Msc

**Name of the Vulnerable Software and Affected Versions** Stimulsoft Designer (Web) version 2023.1.3 **Description** The issue is related to Local File Inclusion. **Recommendations** For Stimulsoft Designer (Web) version 2023.1.3, at the moment, there is no information about a newer version that contains a fix for this vulnerability.

**Name of the Vulnerable Software and Affected Versions** Stimulsoft Designer (Web) version 2023.1.3 **Description** The issue allows an attacker to perform Server Side Request Forgery (SSRF) attacks. The Reporting Designer (Web) can embed sources from external locations, and when a user chooses such a location, the server performs the request, potentially causing outbound traffic and importing data. This behavior can be leveraged by an attacker to exfiltrate data from machines on the internal network of the server hosting the Stimulsoft Reporting Designer (Web). **Recommendations** For version 2023.1.3, consider disabling the feature to embed sources from external locations as a temporary workaround until a patch is available. Restrict access to the Reporting Designer (Web) to minimize the risk of exploitation. Avoid using external locations for embedding sources in the affected version until the issue is resolved.

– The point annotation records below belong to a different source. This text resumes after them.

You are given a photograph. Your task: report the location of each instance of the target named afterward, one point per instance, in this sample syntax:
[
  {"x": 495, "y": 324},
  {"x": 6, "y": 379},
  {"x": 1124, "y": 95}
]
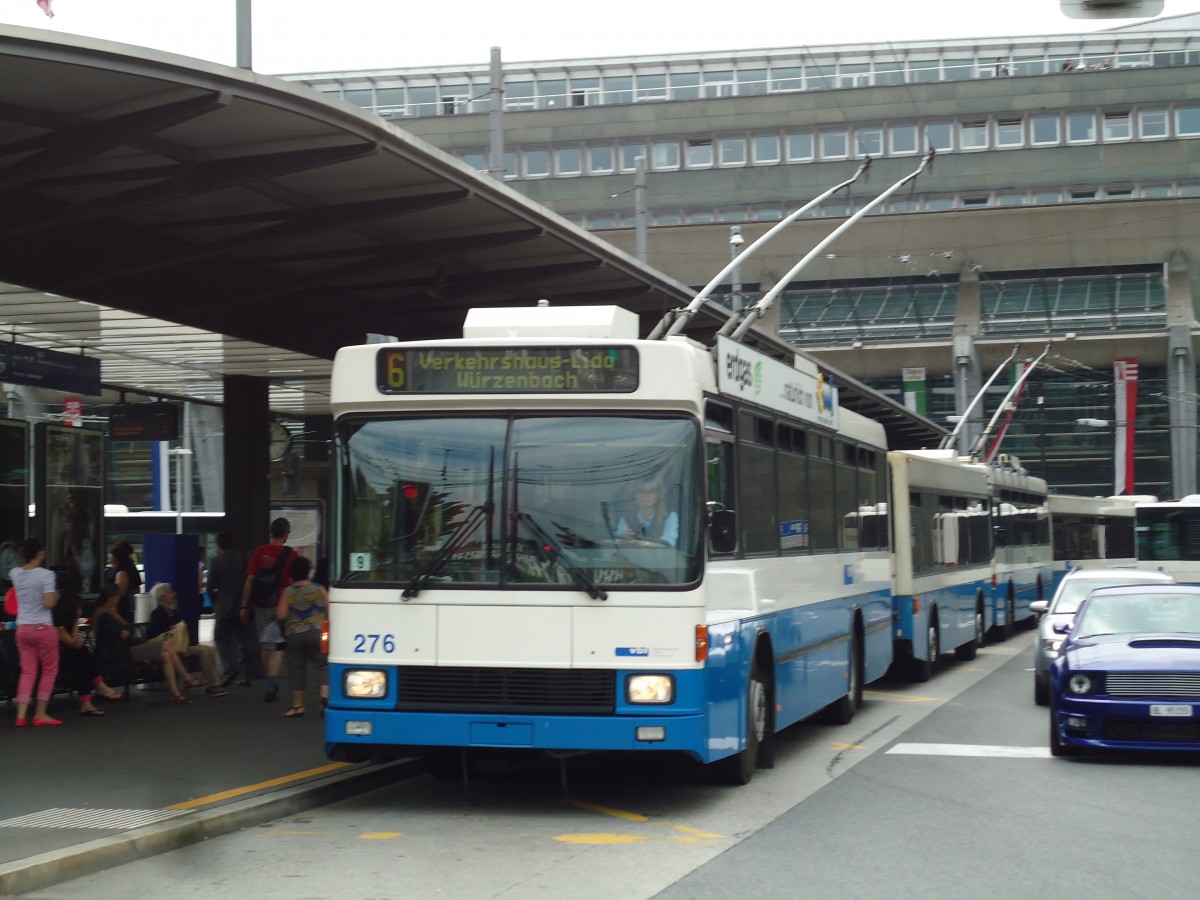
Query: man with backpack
[
  {"x": 267, "y": 574},
  {"x": 237, "y": 641}
]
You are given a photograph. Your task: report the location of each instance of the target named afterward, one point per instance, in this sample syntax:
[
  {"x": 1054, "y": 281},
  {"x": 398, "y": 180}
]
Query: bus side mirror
[{"x": 723, "y": 531}]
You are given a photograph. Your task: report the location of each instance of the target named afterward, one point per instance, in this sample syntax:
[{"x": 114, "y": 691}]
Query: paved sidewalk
[{"x": 151, "y": 775}]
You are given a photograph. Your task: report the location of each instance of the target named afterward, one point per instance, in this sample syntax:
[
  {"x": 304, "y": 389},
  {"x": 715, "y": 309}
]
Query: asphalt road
[{"x": 935, "y": 790}]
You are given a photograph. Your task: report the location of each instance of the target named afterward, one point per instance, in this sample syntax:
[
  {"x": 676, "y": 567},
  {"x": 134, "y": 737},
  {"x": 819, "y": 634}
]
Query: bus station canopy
[{"x": 183, "y": 221}]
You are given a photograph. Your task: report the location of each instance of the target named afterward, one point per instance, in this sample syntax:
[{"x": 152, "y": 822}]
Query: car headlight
[
  {"x": 1079, "y": 684},
  {"x": 649, "y": 689},
  {"x": 365, "y": 683}
]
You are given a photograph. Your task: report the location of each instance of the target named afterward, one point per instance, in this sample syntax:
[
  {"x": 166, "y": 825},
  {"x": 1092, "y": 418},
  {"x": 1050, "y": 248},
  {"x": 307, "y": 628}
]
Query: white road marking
[{"x": 1012, "y": 753}]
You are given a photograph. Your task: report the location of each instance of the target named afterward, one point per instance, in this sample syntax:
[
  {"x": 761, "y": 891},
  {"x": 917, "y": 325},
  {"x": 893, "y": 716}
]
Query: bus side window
[{"x": 723, "y": 531}]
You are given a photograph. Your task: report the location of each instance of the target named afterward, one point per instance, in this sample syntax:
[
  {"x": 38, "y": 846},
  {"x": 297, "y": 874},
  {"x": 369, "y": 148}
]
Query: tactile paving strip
[{"x": 108, "y": 819}]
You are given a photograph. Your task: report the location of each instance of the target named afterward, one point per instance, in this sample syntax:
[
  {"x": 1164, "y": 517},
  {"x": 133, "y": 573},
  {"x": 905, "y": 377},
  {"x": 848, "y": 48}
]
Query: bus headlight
[
  {"x": 364, "y": 683},
  {"x": 649, "y": 689}
]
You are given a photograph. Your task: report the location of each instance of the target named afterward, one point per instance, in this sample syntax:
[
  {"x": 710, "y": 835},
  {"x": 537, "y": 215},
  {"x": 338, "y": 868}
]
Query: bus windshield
[{"x": 522, "y": 499}]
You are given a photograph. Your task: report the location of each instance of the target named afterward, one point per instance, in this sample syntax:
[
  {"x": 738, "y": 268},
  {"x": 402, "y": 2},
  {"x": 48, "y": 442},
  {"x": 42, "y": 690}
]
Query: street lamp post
[
  {"x": 181, "y": 454},
  {"x": 736, "y": 241}
]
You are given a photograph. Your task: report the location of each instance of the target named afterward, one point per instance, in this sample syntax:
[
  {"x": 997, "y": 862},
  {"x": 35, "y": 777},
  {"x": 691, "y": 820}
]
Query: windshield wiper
[
  {"x": 581, "y": 577},
  {"x": 459, "y": 537}
]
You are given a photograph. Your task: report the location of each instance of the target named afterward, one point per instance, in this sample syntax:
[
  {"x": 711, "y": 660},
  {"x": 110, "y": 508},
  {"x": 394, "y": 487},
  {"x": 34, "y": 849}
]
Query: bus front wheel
[{"x": 738, "y": 769}]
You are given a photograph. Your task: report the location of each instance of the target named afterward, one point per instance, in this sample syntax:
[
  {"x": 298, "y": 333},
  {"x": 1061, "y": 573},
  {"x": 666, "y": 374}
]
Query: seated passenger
[
  {"x": 76, "y": 659},
  {"x": 118, "y": 643},
  {"x": 653, "y": 525},
  {"x": 165, "y": 615}
]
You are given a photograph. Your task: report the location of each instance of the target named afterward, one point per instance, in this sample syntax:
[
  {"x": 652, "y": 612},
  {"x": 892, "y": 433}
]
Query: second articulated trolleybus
[
  {"x": 1092, "y": 532},
  {"x": 1169, "y": 537},
  {"x": 555, "y": 535}
]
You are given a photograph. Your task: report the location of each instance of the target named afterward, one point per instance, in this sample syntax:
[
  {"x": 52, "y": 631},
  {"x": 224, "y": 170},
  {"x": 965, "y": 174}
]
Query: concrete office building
[{"x": 1062, "y": 205}]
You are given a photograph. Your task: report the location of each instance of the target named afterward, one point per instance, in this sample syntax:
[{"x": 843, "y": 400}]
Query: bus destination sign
[{"x": 594, "y": 369}]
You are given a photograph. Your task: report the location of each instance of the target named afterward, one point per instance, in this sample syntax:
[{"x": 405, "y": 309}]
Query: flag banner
[
  {"x": 915, "y": 393},
  {"x": 1125, "y": 375}
]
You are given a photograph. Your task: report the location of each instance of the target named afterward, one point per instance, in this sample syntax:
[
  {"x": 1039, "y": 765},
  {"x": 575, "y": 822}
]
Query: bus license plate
[{"x": 1170, "y": 711}]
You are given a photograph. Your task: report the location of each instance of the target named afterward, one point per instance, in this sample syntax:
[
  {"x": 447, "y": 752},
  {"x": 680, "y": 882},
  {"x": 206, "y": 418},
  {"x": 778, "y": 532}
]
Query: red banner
[{"x": 1125, "y": 373}]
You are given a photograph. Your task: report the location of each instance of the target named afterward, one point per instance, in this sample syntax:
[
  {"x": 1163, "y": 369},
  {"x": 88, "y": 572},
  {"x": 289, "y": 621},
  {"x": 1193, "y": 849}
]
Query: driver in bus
[{"x": 654, "y": 525}]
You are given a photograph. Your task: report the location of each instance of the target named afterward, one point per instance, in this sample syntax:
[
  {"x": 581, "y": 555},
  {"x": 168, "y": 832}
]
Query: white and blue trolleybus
[{"x": 553, "y": 535}]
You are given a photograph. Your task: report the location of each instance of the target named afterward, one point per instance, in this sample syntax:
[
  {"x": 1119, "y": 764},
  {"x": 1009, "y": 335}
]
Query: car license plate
[{"x": 1170, "y": 711}]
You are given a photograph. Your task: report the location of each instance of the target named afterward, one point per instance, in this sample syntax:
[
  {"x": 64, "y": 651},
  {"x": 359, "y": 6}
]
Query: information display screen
[{"x": 508, "y": 370}]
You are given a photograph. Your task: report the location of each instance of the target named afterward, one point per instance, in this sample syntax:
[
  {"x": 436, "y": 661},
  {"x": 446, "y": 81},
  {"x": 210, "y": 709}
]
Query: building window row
[
  {"x": 468, "y": 91},
  {"x": 1012, "y": 307},
  {"x": 963, "y": 135},
  {"x": 922, "y": 203}
]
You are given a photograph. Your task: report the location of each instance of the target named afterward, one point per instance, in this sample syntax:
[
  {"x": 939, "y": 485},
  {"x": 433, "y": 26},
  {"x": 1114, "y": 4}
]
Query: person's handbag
[{"x": 177, "y": 637}]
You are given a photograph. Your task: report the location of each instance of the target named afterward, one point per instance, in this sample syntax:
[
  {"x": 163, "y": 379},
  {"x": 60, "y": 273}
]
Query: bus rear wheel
[
  {"x": 923, "y": 669},
  {"x": 738, "y": 769}
]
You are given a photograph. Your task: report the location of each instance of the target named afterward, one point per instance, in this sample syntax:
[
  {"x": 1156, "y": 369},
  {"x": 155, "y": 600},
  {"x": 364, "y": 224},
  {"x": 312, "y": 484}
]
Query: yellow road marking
[
  {"x": 259, "y": 786},
  {"x": 611, "y": 811},
  {"x": 599, "y": 838},
  {"x": 901, "y": 697}
]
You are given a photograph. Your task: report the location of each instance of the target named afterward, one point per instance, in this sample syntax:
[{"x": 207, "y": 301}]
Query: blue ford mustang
[{"x": 1128, "y": 672}]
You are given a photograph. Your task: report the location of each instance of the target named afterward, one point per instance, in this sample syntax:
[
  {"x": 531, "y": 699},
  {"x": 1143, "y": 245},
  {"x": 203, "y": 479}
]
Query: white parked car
[{"x": 1072, "y": 589}]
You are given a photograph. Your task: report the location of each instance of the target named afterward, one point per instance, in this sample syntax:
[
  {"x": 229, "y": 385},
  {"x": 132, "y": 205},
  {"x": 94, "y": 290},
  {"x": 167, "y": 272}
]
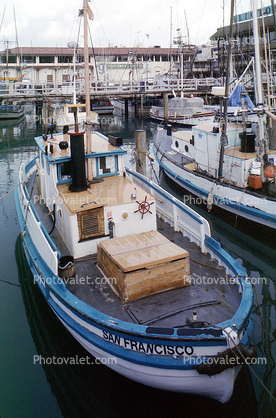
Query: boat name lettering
[{"x": 148, "y": 348}]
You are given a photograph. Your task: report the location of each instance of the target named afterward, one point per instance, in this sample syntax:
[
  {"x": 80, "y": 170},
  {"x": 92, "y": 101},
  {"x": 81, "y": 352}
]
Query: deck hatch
[{"x": 91, "y": 223}]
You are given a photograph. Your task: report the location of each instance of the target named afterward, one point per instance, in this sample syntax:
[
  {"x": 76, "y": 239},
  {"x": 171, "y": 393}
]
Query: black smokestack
[{"x": 79, "y": 182}]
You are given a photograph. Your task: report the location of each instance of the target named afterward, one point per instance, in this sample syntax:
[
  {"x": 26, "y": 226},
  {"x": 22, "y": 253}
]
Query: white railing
[
  {"x": 180, "y": 216},
  {"x": 123, "y": 87},
  {"x": 45, "y": 248}
]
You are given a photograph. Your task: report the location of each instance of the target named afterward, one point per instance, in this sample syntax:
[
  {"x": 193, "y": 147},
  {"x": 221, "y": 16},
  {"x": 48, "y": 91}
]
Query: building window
[
  {"x": 46, "y": 59},
  {"x": 28, "y": 59},
  {"x": 12, "y": 59},
  {"x": 65, "y": 59},
  {"x": 122, "y": 58}
]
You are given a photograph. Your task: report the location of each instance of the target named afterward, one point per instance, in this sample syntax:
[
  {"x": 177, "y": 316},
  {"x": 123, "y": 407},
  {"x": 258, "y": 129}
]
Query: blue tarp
[{"x": 235, "y": 99}]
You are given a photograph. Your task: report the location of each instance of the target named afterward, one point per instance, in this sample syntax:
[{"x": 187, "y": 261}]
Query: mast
[
  {"x": 87, "y": 12},
  {"x": 259, "y": 87},
  {"x": 223, "y": 138}
]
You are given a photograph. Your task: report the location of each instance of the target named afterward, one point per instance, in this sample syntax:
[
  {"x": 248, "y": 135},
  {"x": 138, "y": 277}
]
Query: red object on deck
[{"x": 255, "y": 181}]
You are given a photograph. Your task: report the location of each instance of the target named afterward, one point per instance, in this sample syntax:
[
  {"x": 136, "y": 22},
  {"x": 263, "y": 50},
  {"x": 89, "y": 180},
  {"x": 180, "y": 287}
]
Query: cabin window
[
  {"x": 64, "y": 172},
  {"x": 107, "y": 165},
  {"x": 91, "y": 223}
]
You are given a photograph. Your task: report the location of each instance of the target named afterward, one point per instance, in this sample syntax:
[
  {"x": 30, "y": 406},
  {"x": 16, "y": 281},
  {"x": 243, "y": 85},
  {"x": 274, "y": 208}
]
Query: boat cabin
[
  {"x": 107, "y": 207},
  {"x": 109, "y": 216},
  {"x": 201, "y": 146}
]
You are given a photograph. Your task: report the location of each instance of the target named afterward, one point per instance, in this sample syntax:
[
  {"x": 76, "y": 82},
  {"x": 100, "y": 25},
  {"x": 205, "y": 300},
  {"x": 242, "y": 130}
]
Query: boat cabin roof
[
  {"x": 100, "y": 146},
  {"x": 110, "y": 191}
]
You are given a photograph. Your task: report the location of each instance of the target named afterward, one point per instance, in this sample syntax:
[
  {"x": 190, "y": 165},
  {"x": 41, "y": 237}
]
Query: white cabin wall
[{"x": 67, "y": 226}]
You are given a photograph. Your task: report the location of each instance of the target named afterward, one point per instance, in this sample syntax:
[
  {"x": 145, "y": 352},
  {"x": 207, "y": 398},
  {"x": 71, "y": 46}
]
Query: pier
[{"x": 99, "y": 89}]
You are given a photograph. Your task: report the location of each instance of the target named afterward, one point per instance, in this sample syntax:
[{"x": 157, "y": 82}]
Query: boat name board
[{"x": 149, "y": 348}]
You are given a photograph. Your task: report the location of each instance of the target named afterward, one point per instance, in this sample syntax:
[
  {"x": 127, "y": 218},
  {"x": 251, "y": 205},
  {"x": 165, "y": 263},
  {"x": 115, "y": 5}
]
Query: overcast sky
[{"x": 121, "y": 23}]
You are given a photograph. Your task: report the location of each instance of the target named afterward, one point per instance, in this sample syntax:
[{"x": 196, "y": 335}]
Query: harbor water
[{"x": 40, "y": 372}]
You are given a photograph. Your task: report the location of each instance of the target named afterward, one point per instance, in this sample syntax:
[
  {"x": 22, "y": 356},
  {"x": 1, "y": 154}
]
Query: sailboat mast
[
  {"x": 87, "y": 85},
  {"x": 259, "y": 87},
  {"x": 223, "y": 138}
]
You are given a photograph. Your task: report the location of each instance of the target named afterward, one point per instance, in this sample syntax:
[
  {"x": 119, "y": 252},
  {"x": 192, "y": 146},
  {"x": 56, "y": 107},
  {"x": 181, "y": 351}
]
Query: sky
[{"x": 119, "y": 23}]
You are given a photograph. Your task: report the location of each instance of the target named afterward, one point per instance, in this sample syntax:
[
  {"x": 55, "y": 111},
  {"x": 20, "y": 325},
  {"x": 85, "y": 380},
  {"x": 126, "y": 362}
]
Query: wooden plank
[{"x": 142, "y": 282}]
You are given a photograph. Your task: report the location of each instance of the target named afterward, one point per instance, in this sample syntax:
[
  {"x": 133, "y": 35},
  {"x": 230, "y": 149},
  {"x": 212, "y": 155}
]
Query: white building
[{"x": 56, "y": 65}]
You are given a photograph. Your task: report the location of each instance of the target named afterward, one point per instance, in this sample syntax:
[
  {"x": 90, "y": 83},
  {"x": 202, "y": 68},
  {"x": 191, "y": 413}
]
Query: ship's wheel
[{"x": 143, "y": 207}]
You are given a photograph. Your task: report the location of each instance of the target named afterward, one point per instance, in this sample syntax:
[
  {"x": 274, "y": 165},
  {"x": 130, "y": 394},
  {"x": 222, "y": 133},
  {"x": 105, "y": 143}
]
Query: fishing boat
[
  {"x": 227, "y": 165},
  {"x": 121, "y": 277},
  {"x": 129, "y": 270},
  {"x": 64, "y": 115},
  {"x": 11, "y": 112},
  {"x": 185, "y": 111}
]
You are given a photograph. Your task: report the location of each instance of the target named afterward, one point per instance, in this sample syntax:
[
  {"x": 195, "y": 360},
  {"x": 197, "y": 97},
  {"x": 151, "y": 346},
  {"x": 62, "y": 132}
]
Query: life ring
[{"x": 143, "y": 207}]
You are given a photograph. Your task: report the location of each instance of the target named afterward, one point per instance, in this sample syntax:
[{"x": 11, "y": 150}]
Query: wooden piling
[
  {"x": 141, "y": 149},
  {"x": 166, "y": 108}
]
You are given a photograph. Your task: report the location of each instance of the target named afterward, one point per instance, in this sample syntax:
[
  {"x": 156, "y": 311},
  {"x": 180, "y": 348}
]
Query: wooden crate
[{"x": 143, "y": 264}]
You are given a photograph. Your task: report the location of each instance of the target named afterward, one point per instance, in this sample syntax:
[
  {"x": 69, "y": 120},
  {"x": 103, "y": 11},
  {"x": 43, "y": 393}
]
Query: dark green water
[{"x": 29, "y": 328}]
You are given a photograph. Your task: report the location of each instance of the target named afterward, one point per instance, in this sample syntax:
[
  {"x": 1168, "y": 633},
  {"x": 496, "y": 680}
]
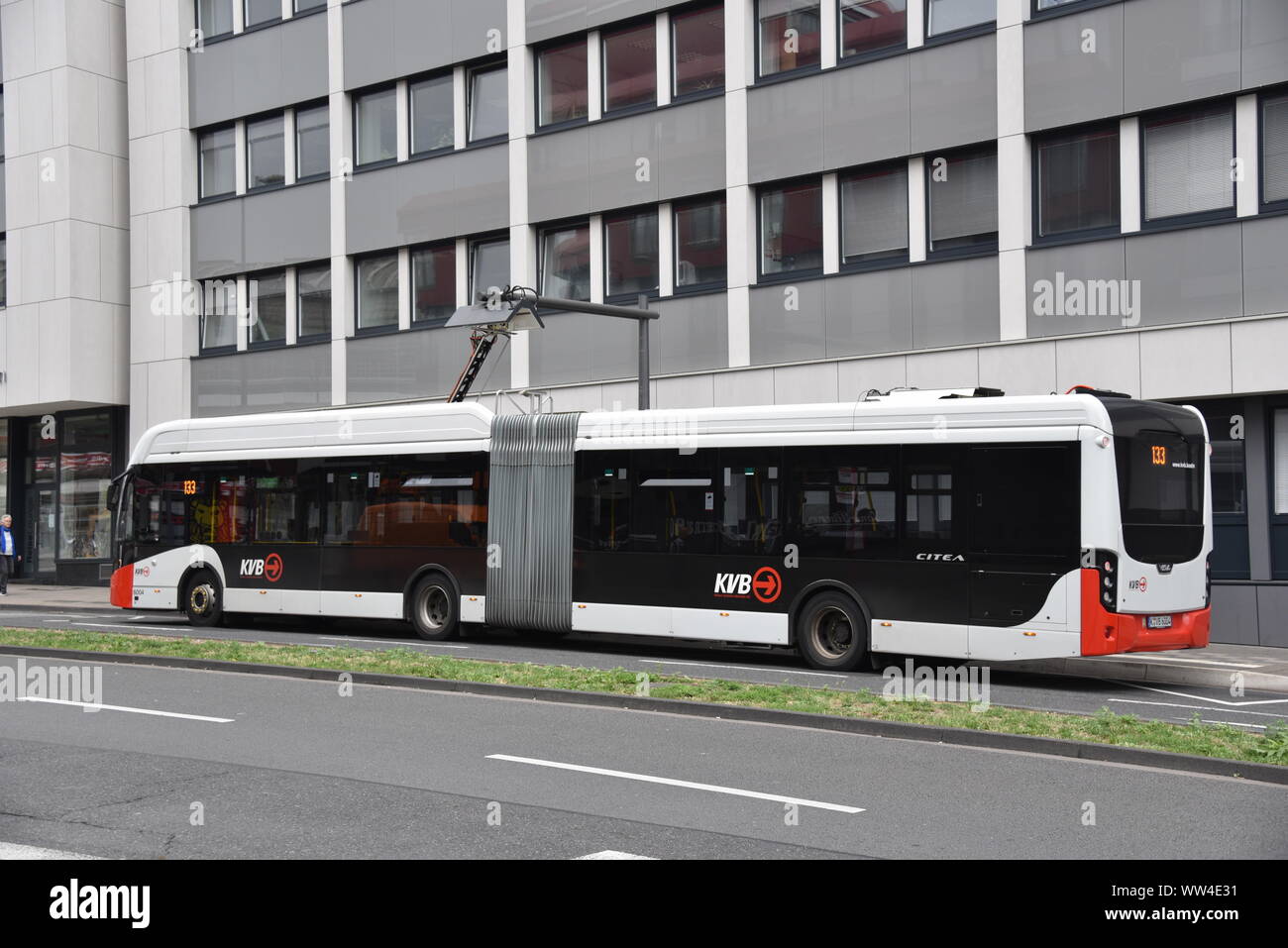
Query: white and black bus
[{"x": 962, "y": 524}]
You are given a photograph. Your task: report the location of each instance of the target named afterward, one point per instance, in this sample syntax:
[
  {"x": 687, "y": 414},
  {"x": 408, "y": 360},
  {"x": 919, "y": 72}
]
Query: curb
[
  {"x": 1050, "y": 746},
  {"x": 1149, "y": 674}
]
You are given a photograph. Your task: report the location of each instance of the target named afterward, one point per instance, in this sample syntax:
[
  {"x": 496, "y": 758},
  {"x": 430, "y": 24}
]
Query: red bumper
[
  {"x": 123, "y": 587},
  {"x": 1107, "y": 633}
]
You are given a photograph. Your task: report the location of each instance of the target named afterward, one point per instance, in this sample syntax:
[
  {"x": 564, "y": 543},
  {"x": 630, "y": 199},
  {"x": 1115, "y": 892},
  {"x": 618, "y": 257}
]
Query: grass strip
[{"x": 1106, "y": 727}]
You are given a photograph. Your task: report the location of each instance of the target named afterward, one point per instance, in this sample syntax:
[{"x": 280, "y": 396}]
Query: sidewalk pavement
[{"x": 1262, "y": 668}]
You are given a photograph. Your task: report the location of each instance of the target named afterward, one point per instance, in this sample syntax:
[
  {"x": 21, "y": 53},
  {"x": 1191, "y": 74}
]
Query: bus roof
[{"x": 467, "y": 427}]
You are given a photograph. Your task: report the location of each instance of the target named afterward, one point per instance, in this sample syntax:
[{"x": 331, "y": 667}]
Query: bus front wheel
[
  {"x": 433, "y": 609},
  {"x": 202, "y": 599},
  {"x": 831, "y": 633}
]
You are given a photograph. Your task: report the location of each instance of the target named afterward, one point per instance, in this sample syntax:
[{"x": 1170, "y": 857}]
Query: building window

**Name of the Vulnerable Software and Affected Versions** Stimulsoft Designer (Desktop) version 2023.1.4 Stimulsoft Designer (Web) version 2023.1.3 Stimulsoft Viewer (Web) version 2023.1.3 **Description** The issue allows for Remote Code Execution, enabling an attacker to access the local file system without restrictions. This can lead to reading or writing local directories and files by including source code. An attacker can also prepare a report with a variable to gather data and render it in the report. **Recommendations** For Stimulsoft Designer (Desktop) version 2023.1.4, update to a version that addresses the Remote Code Execution issue. For Stimulsoft Designer (Web) version 2023.1.3, update to a version that addresses the Remote Code Execution issue. For Stimulsoft Viewer (Web) version 2023.1.3, update to a version that addresses the Remote Code Execution issue.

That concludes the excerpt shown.